Nusaybinli kadınlar: Onların onbin askeri varsa bizim de onurlu direnişimiz var

09:10

Zehra Doğan/JINHA

MÊRDÎN - Yoğun saldırıların yaşandığı Nusaybin'de sıkıyönetim ilçenin tamamına yayıldı. Tarihten gelen öncü kimliği ile bu günde direnişe öncülük eden Nusaybinli kadınlar, "Onların on bin askeri varsa, bizim de onurlu direnişimiz var. Bu çocuklar dahi, toprak hasretinin ne demek olduğunu iyi biliyor. Öleceğimizi bilsek de bırakmayacağız bu kenti" diyor.

Mardin'in Nusaybin ilçesinde 7'nci kez ilan edilen 'sokağa çıkma yasağı' Fırat, Dicle, Yenişehir ve Abdulkadirpaşa mahallelerinde yoğun saldırılarla sürüyordu. 8. gün ise sıkıyönetim ilçenin geneline yayıldı. İlk günden bu yana sokakları terk etmeyen kadınlar ise direniş zılgıtlarıyla savaş politikalarına karşı ön saflarda yer almaya devam ediyor.

Nusaybin, Cizre, Silopi, Dargeçit ve Sur direnişinin tüm kentlere yayılması gerektiğini kaydeden kadınlar, ancak bu şekilde savaşın son bulacağını vurguladı. Fırat Mahallesi'nde yaşayan Kader Ardahan, "Onların 10 bin askerine karşı, bizim büyük halk direnişimiz var. Türkiye ayağa kalkın ve bu onurlu mücadeleyi selamlayın" çağrısında bulundu.
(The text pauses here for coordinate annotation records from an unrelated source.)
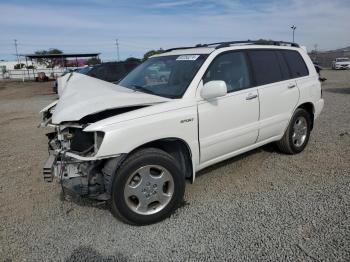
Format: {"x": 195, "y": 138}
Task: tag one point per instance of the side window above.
{"x": 296, "y": 63}
{"x": 266, "y": 66}
{"x": 232, "y": 68}
{"x": 283, "y": 66}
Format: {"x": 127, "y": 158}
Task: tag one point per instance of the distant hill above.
{"x": 344, "y": 49}
{"x": 325, "y": 58}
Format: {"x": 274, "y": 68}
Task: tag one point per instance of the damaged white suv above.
{"x": 137, "y": 142}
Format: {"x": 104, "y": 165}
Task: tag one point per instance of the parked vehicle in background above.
{"x": 137, "y": 142}
{"x": 41, "y": 77}
{"x": 341, "y": 63}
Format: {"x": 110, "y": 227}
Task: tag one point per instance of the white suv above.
{"x": 137, "y": 142}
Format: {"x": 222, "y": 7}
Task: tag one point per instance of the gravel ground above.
{"x": 259, "y": 206}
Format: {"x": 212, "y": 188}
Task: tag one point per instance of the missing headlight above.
{"x": 98, "y": 140}
{"x": 82, "y": 142}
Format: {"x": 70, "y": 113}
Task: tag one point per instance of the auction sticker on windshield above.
{"x": 187, "y": 57}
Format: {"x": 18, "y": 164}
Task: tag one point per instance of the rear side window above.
{"x": 266, "y": 66}
{"x": 232, "y": 68}
{"x": 295, "y": 63}
{"x": 283, "y": 66}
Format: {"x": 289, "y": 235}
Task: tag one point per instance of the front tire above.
{"x": 297, "y": 134}
{"x": 147, "y": 187}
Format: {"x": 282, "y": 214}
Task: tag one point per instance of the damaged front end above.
{"x": 73, "y": 153}
{"x": 71, "y": 160}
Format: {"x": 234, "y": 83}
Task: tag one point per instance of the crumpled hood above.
{"x": 342, "y": 63}
{"x": 90, "y": 95}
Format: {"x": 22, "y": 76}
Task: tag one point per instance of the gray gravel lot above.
{"x": 259, "y": 206}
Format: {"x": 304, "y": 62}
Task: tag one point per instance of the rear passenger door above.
{"x": 278, "y": 91}
{"x": 228, "y": 123}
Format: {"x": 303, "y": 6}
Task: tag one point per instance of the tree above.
{"x": 19, "y": 66}
{"x": 132, "y": 59}
{"x": 93, "y": 61}
{"x": 152, "y": 52}
{"x": 49, "y": 63}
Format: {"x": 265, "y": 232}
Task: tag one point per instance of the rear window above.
{"x": 295, "y": 63}
{"x": 266, "y": 66}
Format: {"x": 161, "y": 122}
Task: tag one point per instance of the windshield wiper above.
{"x": 141, "y": 88}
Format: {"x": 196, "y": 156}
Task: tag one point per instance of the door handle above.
{"x": 251, "y": 96}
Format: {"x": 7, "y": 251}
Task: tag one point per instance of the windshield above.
{"x": 167, "y": 76}
{"x": 84, "y": 70}
{"x": 342, "y": 59}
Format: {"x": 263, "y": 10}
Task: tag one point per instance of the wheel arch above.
{"x": 310, "y": 108}
{"x": 177, "y": 148}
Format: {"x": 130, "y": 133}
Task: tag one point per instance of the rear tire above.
{"x": 147, "y": 188}
{"x": 297, "y": 134}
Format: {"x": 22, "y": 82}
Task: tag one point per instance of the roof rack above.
{"x": 255, "y": 42}
{"x": 219, "y": 45}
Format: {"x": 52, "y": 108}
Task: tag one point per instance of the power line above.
{"x": 16, "y": 51}
{"x": 293, "y": 27}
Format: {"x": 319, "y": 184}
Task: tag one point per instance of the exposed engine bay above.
{"x": 72, "y": 151}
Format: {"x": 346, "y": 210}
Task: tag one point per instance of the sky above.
{"x": 141, "y": 25}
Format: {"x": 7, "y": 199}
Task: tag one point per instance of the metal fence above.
{"x": 30, "y": 74}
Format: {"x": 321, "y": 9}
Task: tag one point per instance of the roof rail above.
{"x": 254, "y": 42}
{"x": 185, "y": 47}
{"x": 219, "y": 45}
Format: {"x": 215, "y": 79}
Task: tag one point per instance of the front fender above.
{"x": 125, "y": 136}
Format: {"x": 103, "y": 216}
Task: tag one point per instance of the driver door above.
{"x": 228, "y": 123}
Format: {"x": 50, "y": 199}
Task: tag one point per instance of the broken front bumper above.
{"x": 84, "y": 176}
{"x": 48, "y": 169}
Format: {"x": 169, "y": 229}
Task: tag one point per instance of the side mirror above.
{"x": 213, "y": 89}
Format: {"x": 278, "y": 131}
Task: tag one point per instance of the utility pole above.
{"x": 293, "y": 28}
{"x": 117, "y": 44}
{"x": 16, "y": 51}
{"x": 315, "y": 48}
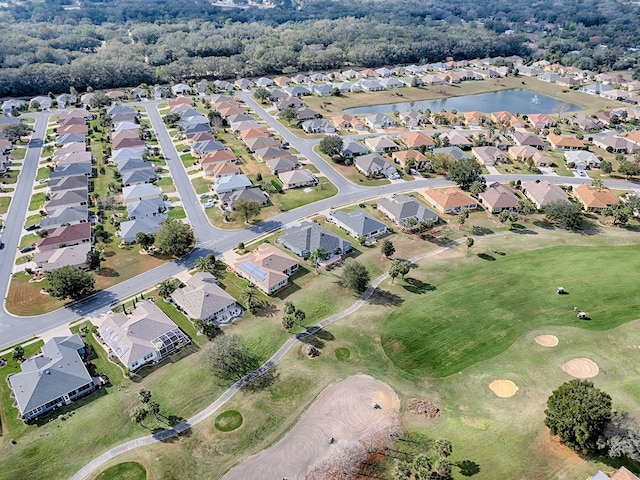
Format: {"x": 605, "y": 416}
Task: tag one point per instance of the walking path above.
{"x": 231, "y": 391}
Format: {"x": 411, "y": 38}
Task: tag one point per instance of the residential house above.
{"x": 358, "y": 224}
{"x": 282, "y": 164}
{"x": 297, "y": 178}
{"x": 66, "y": 198}
{"x": 228, "y": 200}
{"x": 73, "y": 256}
{"x": 593, "y": 199}
{"x": 449, "y": 200}
{"x": 588, "y": 123}
{"x": 381, "y": 144}
{"x": 144, "y": 336}
{"x": 542, "y": 193}
{"x": 307, "y": 237}
{"x": 54, "y": 378}
{"x": 417, "y": 139}
{"x": 65, "y": 237}
{"x": 498, "y": 197}
{"x": 231, "y": 183}
{"x": 403, "y": 156}
{"x": 489, "y": 156}
{"x": 616, "y": 144}
{"x": 540, "y": 120}
{"x": 202, "y": 298}
{"x": 318, "y": 126}
{"x": 582, "y": 159}
{"x": 136, "y": 193}
{"x": 65, "y": 216}
{"x": 528, "y": 139}
{"x": 352, "y": 148}
{"x": 146, "y": 208}
{"x": 564, "y": 142}
{"x": 456, "y": 139}
{"x": 270, "y": 153}
{"x": 454, "y": 152}
{"x": 380, "y": 121}
{"x": 402, "y": 209}
{"x": 267, "y": 267}
{"x": 374, "y": 165}
{"x": 146, "y": 224}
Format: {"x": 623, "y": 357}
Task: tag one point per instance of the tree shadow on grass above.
{"x": 385, "y": 298}
{"x": 418, "y": 286}
{"x": 468, "y": 468}
{"x": 107, "y": 272}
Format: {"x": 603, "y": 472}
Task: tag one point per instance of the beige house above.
{"x": 449, "y": 200}
{"x": 267, "y": 267}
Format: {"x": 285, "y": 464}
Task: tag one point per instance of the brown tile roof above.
{"x": 592, "y": 198}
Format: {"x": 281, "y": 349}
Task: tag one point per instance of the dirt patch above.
{"x": 547, "y": 340}
{"x": 344, "y": 414}
{"x": 423, "y": 408}
{"x": 581, "y": 368}
{"x": 503, "y": 388}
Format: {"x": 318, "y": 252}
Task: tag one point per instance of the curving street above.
{"x": 14, "y": 329}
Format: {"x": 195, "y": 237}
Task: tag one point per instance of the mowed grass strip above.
{"x": 479, "y": 309}
{"x": 124, "y": 471}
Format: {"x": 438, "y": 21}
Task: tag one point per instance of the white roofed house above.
{"x": 297, "y": 178}
{"x": 55, "y": 378}
{"x": 143, "y": 336}
{"x": 358, "y": 224}
{"x": 203, "y": 298}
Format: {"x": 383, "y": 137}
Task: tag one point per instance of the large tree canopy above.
{"x": 578, "y": 413}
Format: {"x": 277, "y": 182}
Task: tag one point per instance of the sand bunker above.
{"x": 343, "y": 411}
{"x": 547, "y": 340}
{"x": 581, "y": 368}
{"x": 503, "y": 388}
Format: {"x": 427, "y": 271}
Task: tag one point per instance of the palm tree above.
{"x": 317, "y": 255}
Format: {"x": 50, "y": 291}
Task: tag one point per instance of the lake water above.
{"x": 514, "y": 101}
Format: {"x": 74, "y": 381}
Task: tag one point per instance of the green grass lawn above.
{"x": 297, "y": 197}
{"x": 124, "y": 471}
{"x": 228, "y": 421}
{"x": 477, "y": 310}
{"x": 4, "y": 204}
{"x": 19, "y": 153}
{"x": 37, "y": 200}
{"x": 177, "y": 212}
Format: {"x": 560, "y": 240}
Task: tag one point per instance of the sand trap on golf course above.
{"x": 503, "y": 388}
{"x": 344, "y": 411}
{"x": 581, "y": 368}
{"x": 547, "y": 340}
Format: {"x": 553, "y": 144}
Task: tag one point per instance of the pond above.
{"x": 514, "y": 101}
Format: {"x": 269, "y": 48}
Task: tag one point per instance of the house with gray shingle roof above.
{"x": 146, "y": 335}
{"x": 358, "y": 224}
{"x": 401, "y": 208}
{"x": 202, "y": 297}
{"x": 54, "y": 378}
{"x": 307, "y": 237}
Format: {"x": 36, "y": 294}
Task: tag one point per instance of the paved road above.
{"x": 15, "y": 329}
{"x": 269, "y": 364}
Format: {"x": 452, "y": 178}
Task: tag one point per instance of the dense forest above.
{"x": 52, "y": 45}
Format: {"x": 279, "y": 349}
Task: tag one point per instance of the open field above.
{"x": 505, "y": 437}
{"x": 331, "y": 106}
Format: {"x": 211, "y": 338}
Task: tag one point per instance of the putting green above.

'Topraklarımızı terk etmeyeceğimize göre hepimizi öldürmeyi planlıyorlar'

Kader 3 çocuğunun mahallede olduğunu ifade ederek, "Çocuklarımız burada savaşın içindeyken, topraklarımızı bırakmak onursuzluktur. Nusaybin halkı kepenklerini açmayarak, bu halkın bir bütün olduğunun örneğini gösteriyor. Ama sadece bu kadarı yetmez, eğer bir halk direnişi olması gerekiyorsa bunun tüm mahallede, ilçede ve kentlerde olması gerekiyor. Türkiye halkları ayağa kalkıp, Kürdistan'ı selamlamalı. Topraklarımızda bizi tamamen bitirmeye çalışıyorlar, hiç bir yere gitmeyeceğimize göre hepimizi öldürmeyi planlıyorlar. Bunun olmaması için Türkiye halkının tepkisi büyük olmalı" diye konuştu.

'Anneler haklı mücadeleyi duyurdu'

"Bu topraklarda olduğumuz sürece varız, gidersek zaten yok olmuşuz demektir" diyen Emine Ercik ise çocukların güzel bir dünyada yaşaması için özellikle annelerin mücadele etmesi gerektiğini kaydetti. Emine, "Biz anneler olmasaydık şimdi tüm Kürtler terörist sayılırdı. Bizim de barikatların ardından yeni bir yaşam için mücadele ettiğimizi gören halklar, 'demek ki bu halk halklı bir mücadele yürütüyor' diyor. Biz anneler daha fazlasını başarabiliriz, yeter ki topraklarımızı terk etmeyelim" vurgusunu yaptı.

'Çocuklar mahallelerini terk etmek istemiyor'

5 çocuk annesi Zadina Bayın ise özellikle çocukların topraklarını terk etmek istemediğini belirterek, "Bu çocuklar dahi, toprak hasretinin ne demek olduğunu iyi biliyor. Öleceğimi bilsem de bırakmayacağım bu kenti. Çocuklarımın kendi ana dilinde istediği gibi yaşamasını sağlayana kadar iyi bir yaşam için mücadele edeceğim" dedi.